Checking the rest of the bathroom, she found nothing else unusual. She moved closer to the bath and looked down at the packages.
Something weird, she thought, hairs on her neck tingling.
Lifting one shape out, she was surprised at how light it felt. The string around it was knotted tight, so she darted back into the bedroom to fetch one of the sheathed knives, then returned to the bathroom, kneeling on the floor.
One stroke and the string parted.
She started unwrapping the package, and it was Lucy’s voice that spoke to her.
Just what the hell are you doing? the voice said. This has nothing to do with you.
“It is to do with me,” she said aloud. “It is!” Louder, and she found that speaking made her feel less afraid. Less secretive. This was to do with her, because Vince was hers and this place was his, and she had to know the truth. If he was into something criminal and perhaps dangerous, she needed to know. With what she knew already, there was no way she could just go back.
She closed her eyes and couldn’t help the flood of terrible images that came at her.
I’ll open this and it’ll be full of drugs. Vince has gone. I can’t reach him, and maybe he’s dead at the bottom of some canal or in a sewer, throat sliced and balls cut off and stuffed into his mouth. She knew how some of these gangs worked. She’d been studying them long enough.

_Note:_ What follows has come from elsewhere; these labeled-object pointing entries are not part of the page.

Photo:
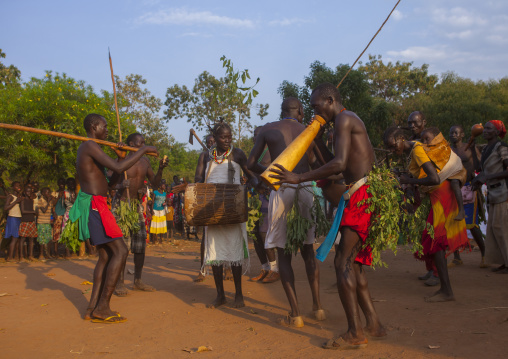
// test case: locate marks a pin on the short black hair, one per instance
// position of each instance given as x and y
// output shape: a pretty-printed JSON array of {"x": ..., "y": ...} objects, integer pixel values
[
  {"x": 394, "y": 132},
  {"x": 326, "y": 90},
  {"x": 132, "y": 137},
  {"x": 434, "y": 130},
  {"x": 91, "y": 120},
  {"x": 219, "y": 126}
]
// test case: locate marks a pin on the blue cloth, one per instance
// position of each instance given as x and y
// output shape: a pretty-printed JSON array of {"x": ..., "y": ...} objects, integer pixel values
[
  {"x": 327, "y": 244},
  {"x": 158, "y": 204},
  {"x": 12, "y": 227}
]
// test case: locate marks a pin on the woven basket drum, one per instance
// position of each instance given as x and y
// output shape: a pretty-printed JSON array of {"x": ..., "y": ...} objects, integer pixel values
[{"x": 208, "y": 204}]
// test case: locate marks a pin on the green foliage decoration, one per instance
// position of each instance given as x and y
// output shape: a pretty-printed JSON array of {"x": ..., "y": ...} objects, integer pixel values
[
  {"x": 127, "y": 216},
  {"x": 70, "y": 236},
  {"x": 392, "y": 216}
]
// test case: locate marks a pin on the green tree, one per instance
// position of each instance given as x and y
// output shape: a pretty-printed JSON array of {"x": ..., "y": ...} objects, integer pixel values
[
  {"x": 8, "y": 74},
  {"x": 56, "y": 103},
  {"x": 210, "y": 98},
  {"x": 394, "y": 82}
]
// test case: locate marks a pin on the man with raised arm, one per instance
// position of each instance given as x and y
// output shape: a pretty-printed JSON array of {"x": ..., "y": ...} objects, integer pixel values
[
  {"x": 96, "y": 220},
  {"x": 354, "y": 157},
  {"x": 137, "y": 240},
  {"x": 277, "y": 136}
]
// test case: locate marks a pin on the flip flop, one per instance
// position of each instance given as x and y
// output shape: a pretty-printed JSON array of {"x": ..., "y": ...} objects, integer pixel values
[
  {"x": 341, "y": 344},
  {"x": 110, "y": 320}
]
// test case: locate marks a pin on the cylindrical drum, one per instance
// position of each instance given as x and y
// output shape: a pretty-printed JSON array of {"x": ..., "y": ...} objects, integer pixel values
[
  {"x": 293, "y": 153},
  {"x": 208, "y": 204}
]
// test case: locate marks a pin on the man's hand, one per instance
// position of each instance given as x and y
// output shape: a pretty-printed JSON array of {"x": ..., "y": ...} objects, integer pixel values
[
  {"x": 179, "y": 188},
  {"x": 119, "y": 152},
  {"x": 164, "y": 162},
  {"x": 126, "y": 183},
  {"x": 404, "y": 178},
  {"x": 284, "y": 176},
  {"x": 478, "y": 181}
]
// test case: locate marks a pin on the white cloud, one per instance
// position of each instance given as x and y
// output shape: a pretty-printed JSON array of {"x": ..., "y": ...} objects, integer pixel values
[
  {"x": 457, "y": 17},
  {"x": 397, "y": 15},
  {"x": 288, "y": 22},
  {"x": 184, "y": 17}
]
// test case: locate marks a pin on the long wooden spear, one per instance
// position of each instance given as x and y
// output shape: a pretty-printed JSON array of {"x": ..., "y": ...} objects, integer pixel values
[
  {"x": 117, "y": 115},
  {"x": 69, "y": 137}
]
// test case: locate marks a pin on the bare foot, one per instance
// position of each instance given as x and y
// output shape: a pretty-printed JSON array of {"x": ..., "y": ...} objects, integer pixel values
[
  {"x": 460, "y": 216},
  {"x": 199, "y": 278},
  {"x": 139, "y": 285},
  {"x": 239, "y": 303},
  {"x": 121, "y": 290},
  {"x": 439, "y": 297},
  {"x": 375, "y": 331},
  {"x": 217, "y": 302}
]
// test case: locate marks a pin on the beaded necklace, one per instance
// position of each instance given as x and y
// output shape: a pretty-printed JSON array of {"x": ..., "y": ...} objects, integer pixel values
[{"x": 222, "y": 158}]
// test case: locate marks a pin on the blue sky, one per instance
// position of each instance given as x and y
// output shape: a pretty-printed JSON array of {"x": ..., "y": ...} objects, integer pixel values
[{"x": 172, "y": 42}]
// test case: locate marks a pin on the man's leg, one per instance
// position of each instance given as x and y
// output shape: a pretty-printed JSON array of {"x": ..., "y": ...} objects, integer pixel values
[
  {"x": 444, "y": 293},
  {"x": 237, "y": 277},
  {"x": 373, "y": 327},
  {"x": 312, "y": 269},
  {"x": 12, "y": 248},
  {"x": 287, "y": 277},
  {"x": 219, "y": 284},
  {"x": 346, "y": 252},
  {"x": 118, "y": 255},
  {"x": 259, "y": 247},
  {"x": 139, "y": 261},
  {"x": 98, "y": 275}
]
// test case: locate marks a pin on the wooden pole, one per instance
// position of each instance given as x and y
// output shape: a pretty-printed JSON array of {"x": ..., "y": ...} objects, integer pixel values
[
  {"x": 69, "y": 137},
  {"x": 117, "y": 115}
]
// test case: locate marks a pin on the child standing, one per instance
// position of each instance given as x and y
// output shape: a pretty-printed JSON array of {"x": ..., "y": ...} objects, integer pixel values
[
  {"x": 13, "y": 219},
  {"x": 27, "y": 228},
  {"x": 44, "y": 209}
]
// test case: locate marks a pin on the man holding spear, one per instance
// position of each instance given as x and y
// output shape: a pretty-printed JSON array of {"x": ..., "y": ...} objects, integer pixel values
[{"x": 95, "y": 218}]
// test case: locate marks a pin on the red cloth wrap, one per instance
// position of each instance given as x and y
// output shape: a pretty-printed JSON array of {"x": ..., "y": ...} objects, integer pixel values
[
  {"x": 500, "y": 127},
  {"x": 100, "y": 204},
  {"x": 356, "y": 218}
]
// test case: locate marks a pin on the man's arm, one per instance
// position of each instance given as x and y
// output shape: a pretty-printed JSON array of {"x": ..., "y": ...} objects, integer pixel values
[
  {"x": 256, "y": 152},
  {"x": 343, "y": 128},
  {"x": 155, "y": 179},
  {"x": 199, "y": 176},
  {"x": 10, "y": 202},
  {"x": 103, "y": 159}
]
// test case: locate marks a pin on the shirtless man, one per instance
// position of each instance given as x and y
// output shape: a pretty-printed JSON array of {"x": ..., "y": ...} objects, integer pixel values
[
  {"x": 91, "y": 163},
  {"x": 269, "y": 268},
  {"x": 471, "y": 162},
  {"x": 136, "y": 177},
  {"x": 416, "y": 123},
  {"x": 354, "y": 157},
  {"x": 277, "y": 136}
]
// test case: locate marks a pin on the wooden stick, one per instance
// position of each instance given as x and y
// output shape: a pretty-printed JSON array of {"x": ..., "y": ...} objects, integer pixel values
[
  {"x": 70, "y": 137},
  {"x": 117, "y": 116},
  {"x": 199, "y": 140}
]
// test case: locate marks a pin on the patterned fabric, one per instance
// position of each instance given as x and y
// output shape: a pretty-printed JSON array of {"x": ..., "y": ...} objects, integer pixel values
[
  {"x": 57, "y": 228},
  {"x": 158, "y": 225},
  {"x": 449, "y": 235},
  {"x": 45, "y": 233},
  {"x": 28, "y": 229},
  {"x": 12, "y": 227},
  {"x": 357, "y": 218}
]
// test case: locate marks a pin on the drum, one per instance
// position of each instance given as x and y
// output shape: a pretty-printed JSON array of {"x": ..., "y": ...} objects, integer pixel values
[{"x": 208, "y": 204}]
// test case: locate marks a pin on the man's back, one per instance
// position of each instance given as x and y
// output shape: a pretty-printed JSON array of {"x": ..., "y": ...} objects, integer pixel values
[
  {"x": 90, "y": 173},
  {"x": 352, "y": 144}
]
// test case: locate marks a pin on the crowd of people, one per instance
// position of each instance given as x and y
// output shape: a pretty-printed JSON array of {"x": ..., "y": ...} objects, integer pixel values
[{"x": 449, "y": 173}]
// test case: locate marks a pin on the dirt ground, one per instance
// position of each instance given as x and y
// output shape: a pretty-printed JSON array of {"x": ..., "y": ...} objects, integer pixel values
[{"x": 41, "y": 305}]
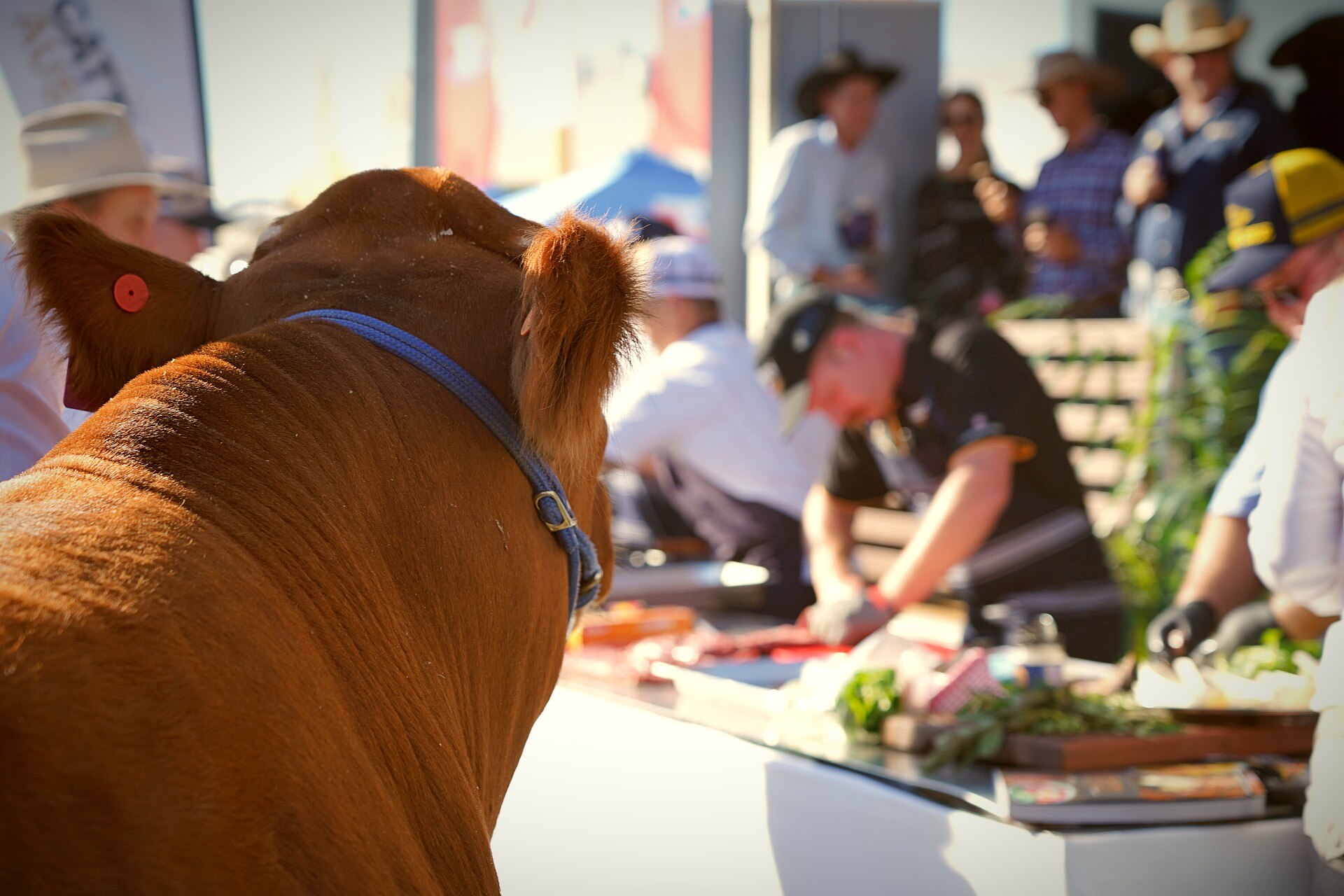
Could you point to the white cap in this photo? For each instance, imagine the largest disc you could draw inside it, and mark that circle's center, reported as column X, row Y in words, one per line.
column 680, row 266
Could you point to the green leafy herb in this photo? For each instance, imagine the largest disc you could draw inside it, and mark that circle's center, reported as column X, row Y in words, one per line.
column 870, row 697
column 987, row 720
column 1275, row 653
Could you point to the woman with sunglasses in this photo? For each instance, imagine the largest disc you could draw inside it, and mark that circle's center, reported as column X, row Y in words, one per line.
column 960, row 264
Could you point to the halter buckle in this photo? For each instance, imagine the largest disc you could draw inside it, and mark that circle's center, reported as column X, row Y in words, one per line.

She thought the notes in her back pocket were in his handwriting, but maybe she’d just wished that on them. Maybe they were the only warnings she’d get from whoever had done something terrible.
Opening the package, she sat back on the floor, looking down at the contents. It was a strange moment. To begin with she felt nothing, as if her mind was insulating her against the reaction that must surely come. Reaching out, considering that it might be some sort of joke, at the same time part of her knew it was not. Everything was too serious for this to be a prank.

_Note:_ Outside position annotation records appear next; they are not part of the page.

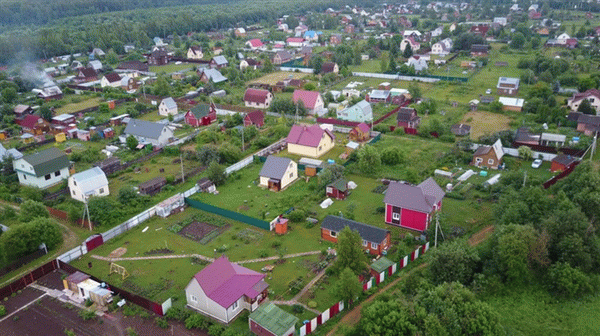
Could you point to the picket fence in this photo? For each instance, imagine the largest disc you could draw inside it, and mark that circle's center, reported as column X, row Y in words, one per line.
column 325, row 316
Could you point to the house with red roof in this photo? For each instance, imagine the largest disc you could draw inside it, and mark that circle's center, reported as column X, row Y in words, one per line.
column 258, row 98
column 592, row 96
column 295, row 41
column 222, row 290
column 311, row 141
column 312, row 100
column 254, row 44
column 411, row 206
column 256, row 118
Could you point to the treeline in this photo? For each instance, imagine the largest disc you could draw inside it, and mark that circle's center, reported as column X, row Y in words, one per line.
column 114, row 30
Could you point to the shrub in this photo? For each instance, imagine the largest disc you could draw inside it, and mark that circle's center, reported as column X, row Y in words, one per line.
column 161, row 322
column 196, row 321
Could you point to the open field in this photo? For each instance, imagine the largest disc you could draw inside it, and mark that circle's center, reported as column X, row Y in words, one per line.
column 278, row 76
column 74, row 107
column 486, row 123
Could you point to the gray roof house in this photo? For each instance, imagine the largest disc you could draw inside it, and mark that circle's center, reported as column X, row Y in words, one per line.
column 277, row 173
column 147, row 132
column 42, row 169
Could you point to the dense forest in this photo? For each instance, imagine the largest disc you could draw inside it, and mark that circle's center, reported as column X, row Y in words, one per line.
column 106, row 31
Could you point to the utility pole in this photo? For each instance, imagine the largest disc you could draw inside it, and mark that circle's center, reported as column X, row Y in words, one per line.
column 181, row 164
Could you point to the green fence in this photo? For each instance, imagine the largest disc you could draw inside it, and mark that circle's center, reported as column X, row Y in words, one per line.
column 228, row 214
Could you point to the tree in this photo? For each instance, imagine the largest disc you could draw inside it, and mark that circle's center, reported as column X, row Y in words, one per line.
column 45, row 113
column 369, row 159
column 131, row 142
column 454, row 261
column 388, row 318
column 525, row 153
column 350, row 252
column 586, row 108
column 348, row 287
column 518, row 41
column 216, row 173
column 459, row 311
column 31, row 210
column 407, row 53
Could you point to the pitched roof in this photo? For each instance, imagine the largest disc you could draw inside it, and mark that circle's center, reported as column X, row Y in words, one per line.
column 256, row 117
column 275, row 167
column 220, row 60
column 225, row 282
column 420, row 198
column 143, row 128
column 307, row 135
column 200, row 110
column 274, row 319
column 90, row 180
column 213, row 74
column 47, row 161
column 169, row 103
column 369, row 233
column 256, row 96
column 309, row 98
column 112, row 77
column 381, row 264
column 339, row 184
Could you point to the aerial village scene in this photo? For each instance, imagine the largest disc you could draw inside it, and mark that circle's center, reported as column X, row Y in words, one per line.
column 291, row 168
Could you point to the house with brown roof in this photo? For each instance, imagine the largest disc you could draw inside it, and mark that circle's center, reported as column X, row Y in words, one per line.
column 256, row 118
column 488, row 156
column 112, row 79
column 312, row 100
column 311, row 141
column 258, row 98
column 411, row 206
column 591, row 95
column 330, row 67
column 407, row 117
column 158, row 57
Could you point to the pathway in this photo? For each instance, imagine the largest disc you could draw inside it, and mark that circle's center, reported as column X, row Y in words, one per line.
column 294, row 300
column 199, row 256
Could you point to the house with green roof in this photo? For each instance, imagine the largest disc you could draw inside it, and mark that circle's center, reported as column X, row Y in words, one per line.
column 270, row 320
column 43, row 169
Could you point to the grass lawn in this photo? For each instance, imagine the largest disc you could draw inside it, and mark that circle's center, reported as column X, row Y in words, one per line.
column 485, row 123
column 171, row 67
column 74, row 107
column 278, row 76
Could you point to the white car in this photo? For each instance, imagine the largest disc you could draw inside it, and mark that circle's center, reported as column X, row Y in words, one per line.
column 536, row 163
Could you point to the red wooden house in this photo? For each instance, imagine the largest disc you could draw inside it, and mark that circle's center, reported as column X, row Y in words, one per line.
column 201, row 115
column 256, row 118
column 411, row 206
column 338, row 189
column 374, row 240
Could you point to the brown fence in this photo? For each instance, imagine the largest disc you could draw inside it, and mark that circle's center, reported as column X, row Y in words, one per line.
column 22, row 261
column 133, row 298
column 564, row 174
column 27, row 279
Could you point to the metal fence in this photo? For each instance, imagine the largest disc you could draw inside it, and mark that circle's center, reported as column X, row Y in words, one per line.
column 228, row 214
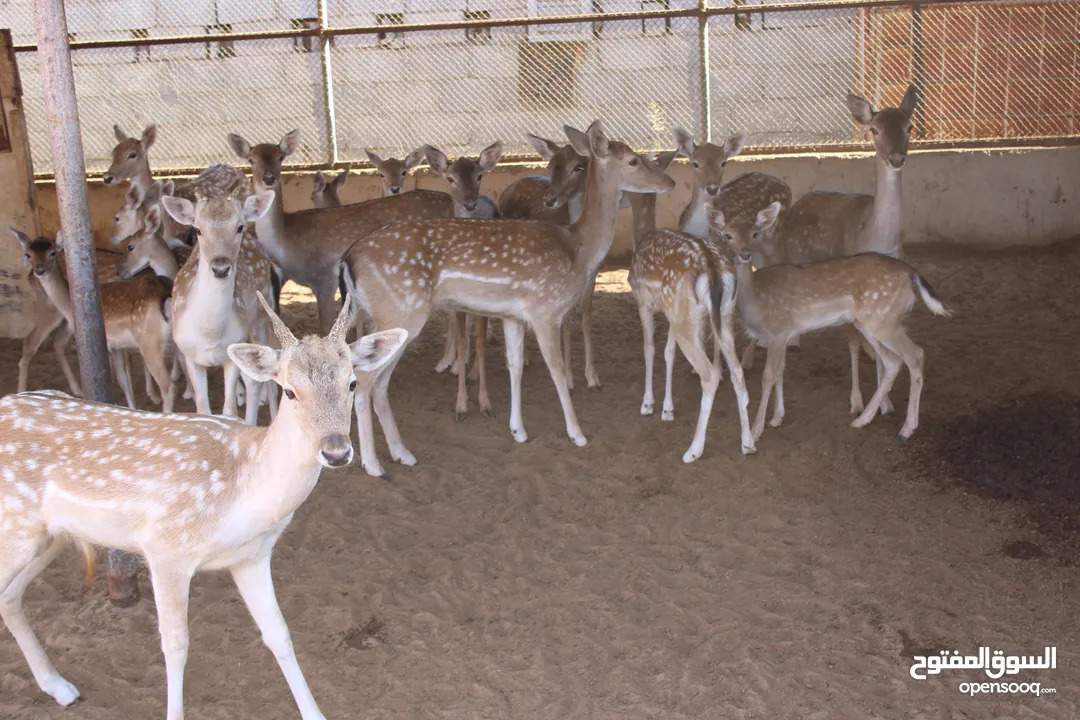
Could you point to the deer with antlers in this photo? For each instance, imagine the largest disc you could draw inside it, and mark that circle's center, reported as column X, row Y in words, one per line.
column 308, row 245
column 527, row 273
column 214, row 298
column 187, row 492
column 869, row 290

The head was the size of a large potato. The skin was parchment dry, hair fine and knotted, teeth bared where the lips had drawn back over time. The incisors were much too long and still sharp.
One eye, closed, in the middle of the forehead.
One eye, Angela thought. She shook her head, trying to work out exactly what she was looking at. Alongside the head was a small business card. Its surface was dusted with—
—old skin, real skin, falling from this thing with one eye in the middle of its forehead, and creatures with one eye are called… were called—
—and Angela was all too familiar with the name and place printed there.